FORD Australia will take another step towards becoming a global player this week, when a fleet of four BA Falcons is sampled in the US by FoMoCo's top management.
The Falcons, believed to comprise entry level XT, high series Fairmont Ghia, XR6 and XR6 Turbo models, will be chaperoned by Ford Australia vice president product development Trevor Worthington.
"There's a whole host of guys, from Bill Ford down, lined up to drive them," confirmed Ford Australia president Geoff Polites at last week's Falcon GT launch.
The test drive is the latest is a series of significant steps taken by Ford's Dearborn headquarters to become more familiar with Australia's Falcon - including a "paper study" into the viability of the model revealed exclusively by GoAuto in January - but Mr Polites was quick to play down the immediate significance of the exercise.
"I don't think anything will come from it," he said. "There are lots of things that theoretically make sense but there are lots of reasons why that theory doesn't happen."
For the first time, however, Mr Polites revealed the longer-term possibility of Ford Australia becoming integral to the design of a low-cost rear-wheel drive Blue Oval platform globally, in much the same way Holden will be employed by General Motors to design and engineer GM's low-cost rear-drive underpinnings beyond the next all-new model due in 2005.

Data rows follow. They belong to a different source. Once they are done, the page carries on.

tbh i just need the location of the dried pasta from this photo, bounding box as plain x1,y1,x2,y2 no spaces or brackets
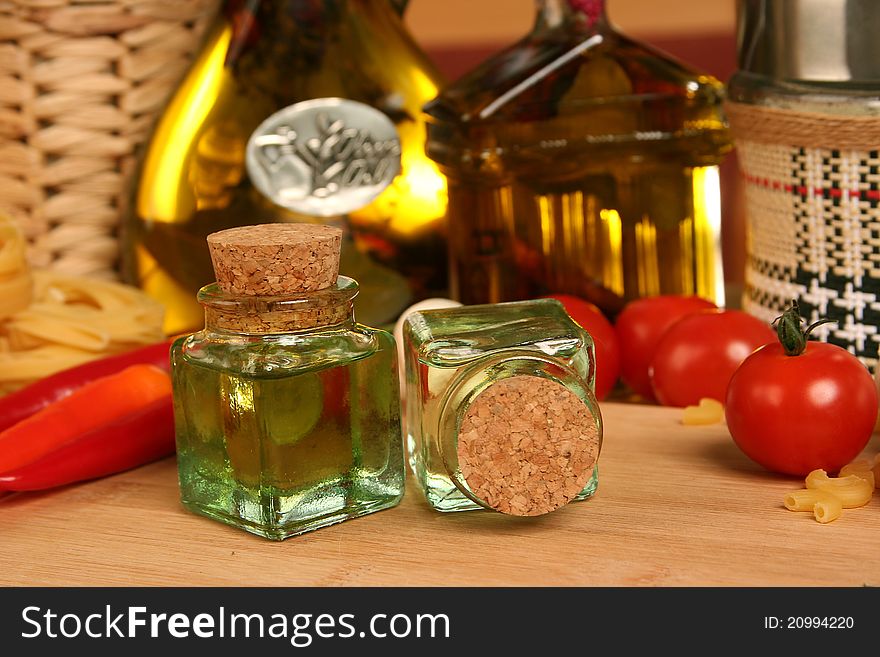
0,216,33,319
805,469,873,509
838,461,875,488
0,215,164,394
783,489,843,523
813,496,842,524
682,398,724,425
784,462,876,523
841,458,872,472
783,489,839,512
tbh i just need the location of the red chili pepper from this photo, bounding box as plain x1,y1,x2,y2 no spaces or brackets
0,341,172,433
0,395,175,492
0,364,172,474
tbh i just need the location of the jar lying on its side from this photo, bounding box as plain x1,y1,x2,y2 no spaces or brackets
171,224,404,540
403,299,603,515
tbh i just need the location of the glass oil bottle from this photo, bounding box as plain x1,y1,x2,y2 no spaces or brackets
424,0,731,316
403,299,602,515
171,223,403,539
125,0,448,335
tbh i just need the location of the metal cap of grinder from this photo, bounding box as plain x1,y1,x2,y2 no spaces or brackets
737,0,880,82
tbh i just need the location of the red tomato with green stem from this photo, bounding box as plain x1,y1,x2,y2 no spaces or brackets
650,309,775,407
614,295,717,400
726,302,878,476
544,294,620,400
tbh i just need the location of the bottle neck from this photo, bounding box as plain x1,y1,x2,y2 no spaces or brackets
224,0,406,67
199,277,358,335
224,0,403,30
535,0,606,30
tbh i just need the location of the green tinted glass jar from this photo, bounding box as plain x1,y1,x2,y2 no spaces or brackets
403,299,602,515
171,224,403,540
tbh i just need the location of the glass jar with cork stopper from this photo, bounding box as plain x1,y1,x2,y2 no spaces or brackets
403,299,602,515
170,223,403,540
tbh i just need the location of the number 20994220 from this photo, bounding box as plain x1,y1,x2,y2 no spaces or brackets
764,617,854,629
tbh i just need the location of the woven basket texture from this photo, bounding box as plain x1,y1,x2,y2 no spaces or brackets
0,0,219,279
730,100,880,368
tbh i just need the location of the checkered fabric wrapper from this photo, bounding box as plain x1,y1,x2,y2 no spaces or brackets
726,101,880,369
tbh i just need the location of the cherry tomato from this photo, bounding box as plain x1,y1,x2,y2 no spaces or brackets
650,309,775,407
544,294,620,400
726,305,878,476
614,295,716,400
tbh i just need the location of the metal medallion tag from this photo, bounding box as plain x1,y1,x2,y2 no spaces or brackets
246,98,401,217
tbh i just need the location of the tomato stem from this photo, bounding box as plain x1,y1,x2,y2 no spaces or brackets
772,300,835,356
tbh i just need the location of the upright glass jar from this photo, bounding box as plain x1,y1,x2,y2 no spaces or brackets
403,299,602,515
727,0,880,368
125,0,448,335
171,224,403,540
425,0,730,316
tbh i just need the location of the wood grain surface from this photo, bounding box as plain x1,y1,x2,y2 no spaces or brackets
2,402,879,586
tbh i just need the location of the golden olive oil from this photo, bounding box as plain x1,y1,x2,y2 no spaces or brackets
125,1,448,334
425,1,730,315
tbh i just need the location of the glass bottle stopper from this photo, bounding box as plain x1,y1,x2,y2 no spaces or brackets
457,375,600,516
207,223,343,296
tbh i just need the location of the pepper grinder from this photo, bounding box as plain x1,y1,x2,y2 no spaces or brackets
727,0,880,369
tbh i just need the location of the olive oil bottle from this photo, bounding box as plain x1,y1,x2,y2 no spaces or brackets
425,0,730,316
124,0,447,334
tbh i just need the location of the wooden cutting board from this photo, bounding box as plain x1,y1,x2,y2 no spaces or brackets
1,402,878,586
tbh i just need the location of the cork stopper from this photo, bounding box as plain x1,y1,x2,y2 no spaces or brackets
457,375,600,517
207,223,342,296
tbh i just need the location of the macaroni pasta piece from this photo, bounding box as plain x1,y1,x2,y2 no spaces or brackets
813,495,842,524
839,462,875,488
841,458,872,472
784,489,839,512
681,398,724,425
805,469,873,508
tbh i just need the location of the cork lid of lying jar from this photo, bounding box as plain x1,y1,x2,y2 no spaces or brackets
207,223,342,296
457,375,600,516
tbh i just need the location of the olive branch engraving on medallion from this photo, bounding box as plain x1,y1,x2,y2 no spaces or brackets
246,99,401,217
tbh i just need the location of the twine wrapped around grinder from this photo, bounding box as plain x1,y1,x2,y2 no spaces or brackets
727,99,880,369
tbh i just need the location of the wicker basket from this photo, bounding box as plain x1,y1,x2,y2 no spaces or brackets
0,0,219,279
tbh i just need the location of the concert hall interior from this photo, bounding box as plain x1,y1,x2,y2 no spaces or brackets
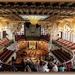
0,1,75,72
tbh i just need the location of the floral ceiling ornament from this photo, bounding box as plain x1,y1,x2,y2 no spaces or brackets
0,17,11,31
16,22,22,32
7,21,23,33
38,21,54,32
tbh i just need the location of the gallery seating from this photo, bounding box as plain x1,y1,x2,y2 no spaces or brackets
15,34,50,41
0,48,14,62
0,38,10,45
0,48,8,56
2,51,13,62
0,38,11,48
15,35,25,41
51,50,64,62
40,35,50,41
55,38,75,50
58,49,71,59
51,49,71,63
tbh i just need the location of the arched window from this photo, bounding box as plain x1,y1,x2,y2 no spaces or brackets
58,24,63,39
64,24,70,41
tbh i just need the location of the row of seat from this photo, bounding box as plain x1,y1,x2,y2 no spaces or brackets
56,38,75,50
15,35,50,41
40,35,50,41
51,49,71,63
52,50,64,63
0,38,10,48
2,51,13,62
0,48,14,62
15,35,25,41
0,48,8,56
5,40,14,47
58,49,71,59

Like Holden, Ford Australia would potentially gain valuable design and engineering funds from such an arrangement, which would reduce the cost of local development work considerably or fund the engineering for more derivative products, such as more Falcon-based recreational cross-over vehicles.

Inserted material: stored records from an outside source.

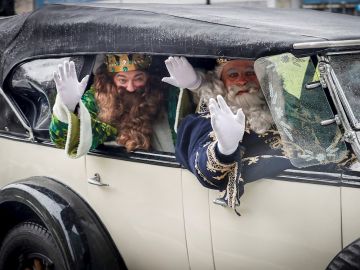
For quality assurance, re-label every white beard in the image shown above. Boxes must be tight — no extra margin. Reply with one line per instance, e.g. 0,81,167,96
225,84,274,134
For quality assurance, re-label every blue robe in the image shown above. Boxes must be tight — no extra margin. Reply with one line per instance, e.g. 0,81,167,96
176,112,293,210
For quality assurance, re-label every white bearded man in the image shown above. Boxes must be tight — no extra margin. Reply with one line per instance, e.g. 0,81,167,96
162,56,292,212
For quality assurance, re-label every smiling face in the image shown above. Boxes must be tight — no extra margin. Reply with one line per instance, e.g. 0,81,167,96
113,70,148,92
221,60,260,95
220,59,273,133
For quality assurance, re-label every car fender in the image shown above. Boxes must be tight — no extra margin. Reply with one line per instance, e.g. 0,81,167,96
0,176,126,270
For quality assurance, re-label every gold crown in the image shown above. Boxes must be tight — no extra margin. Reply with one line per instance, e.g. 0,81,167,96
105,54,152,73
216,58,231,65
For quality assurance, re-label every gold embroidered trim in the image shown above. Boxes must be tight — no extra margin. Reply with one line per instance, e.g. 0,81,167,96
194,151,218,188
226,162,241,209
206,141,242,209
206,141,236,176
244,156,259,165
198,99,209,114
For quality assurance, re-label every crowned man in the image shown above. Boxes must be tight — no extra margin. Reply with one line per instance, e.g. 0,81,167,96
162,57,292,211
50,54,176,157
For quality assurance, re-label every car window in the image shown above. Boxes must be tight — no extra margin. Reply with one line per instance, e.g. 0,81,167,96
254,53,348,168
88,54,178,155
9,57,85,132
0,93,27,136
328,53,360,129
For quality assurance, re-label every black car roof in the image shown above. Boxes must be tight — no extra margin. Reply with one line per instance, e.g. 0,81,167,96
0,3,359,84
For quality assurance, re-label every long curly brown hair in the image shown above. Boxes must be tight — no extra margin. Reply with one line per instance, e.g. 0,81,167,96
94,64,164,152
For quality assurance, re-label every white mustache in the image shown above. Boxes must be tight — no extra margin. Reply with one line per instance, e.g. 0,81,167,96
227,83,259,98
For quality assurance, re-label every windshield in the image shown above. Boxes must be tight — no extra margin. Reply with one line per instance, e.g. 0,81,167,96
329,54,360,129
255,53,348,168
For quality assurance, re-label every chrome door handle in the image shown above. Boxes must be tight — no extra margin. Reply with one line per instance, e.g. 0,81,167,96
87,173,109,187
213,198,228,207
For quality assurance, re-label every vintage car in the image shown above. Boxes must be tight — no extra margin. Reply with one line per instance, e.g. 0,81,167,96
0,3,360,270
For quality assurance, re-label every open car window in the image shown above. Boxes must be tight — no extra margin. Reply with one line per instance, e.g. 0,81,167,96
254,53,348,168
90,54,178,154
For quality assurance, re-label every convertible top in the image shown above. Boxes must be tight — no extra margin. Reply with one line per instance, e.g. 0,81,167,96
0,3,359,84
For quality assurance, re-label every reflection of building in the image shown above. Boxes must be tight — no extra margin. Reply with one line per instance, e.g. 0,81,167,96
302,0,360,15
15,0,33,14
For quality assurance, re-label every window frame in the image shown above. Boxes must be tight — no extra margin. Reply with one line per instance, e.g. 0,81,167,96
0,86,33,140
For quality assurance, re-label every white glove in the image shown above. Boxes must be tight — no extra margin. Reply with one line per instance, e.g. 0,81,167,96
162,56,201,90
209,95,246,156
53,61,89,112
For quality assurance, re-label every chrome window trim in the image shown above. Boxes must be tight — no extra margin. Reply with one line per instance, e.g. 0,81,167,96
329,68,360,129
0,86,34,141
326,50,360,56
318,56,360,161
323,52,360,129
293,39,360,50
89,147,179,168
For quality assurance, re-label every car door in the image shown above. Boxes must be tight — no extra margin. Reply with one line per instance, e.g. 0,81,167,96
201,52,348,270
207,171,342,270
0,56,88,194
85,144,189,270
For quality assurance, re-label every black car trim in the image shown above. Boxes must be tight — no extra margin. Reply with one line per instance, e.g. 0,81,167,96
88,145,181,168
274,173,342,187
0,177,127,270
274,169,360,187
326,50,360,56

"Long term outcomes will not be us exporting Falcons into the US. Long term outcomes will be about platform sharing," said Mr Polites.
"If you were sitting here with a Ford hat on, the best outcome we could get would be for us to produce the low-cost platform and for our platform to be picked up in the US. Then you can do derivatives, you could do the (E265 crossover) wagon here and send it over there and it's relatively low volume.
"With our skill levels, our labour rates, with the dollar where it is, with ACIS, we are a very low cost of quality engineering. If you can do a platform (sharing) type arrangement then it lowers your engineering costs. Basically, it makes sense," he said.
Mr Polites, who has long maintained Ford Australia is viable as a domestic market-only business, continued to express pessimism for the possibility of any future exports apart from platform and/or engine technology.
While he was quick to dismiss suggestions the Falcon brand could be exported globally in a similar way to Holden - which has ambitions of selling its own Holden-badged products internationally - Mr Polites did not rule out Falcon exports long term.
Ford Australia's export hopes could be bolstered by the recent announcement of a wide- ranging review of FoMoCo's international operations.
Led by new global operations boss David Thursfield and his deputy, Ford family member Elena Ford, the sweeping review aims to make the company more profitable and efficient by taking "a very broad look at what exists in each place and the best way to drive business".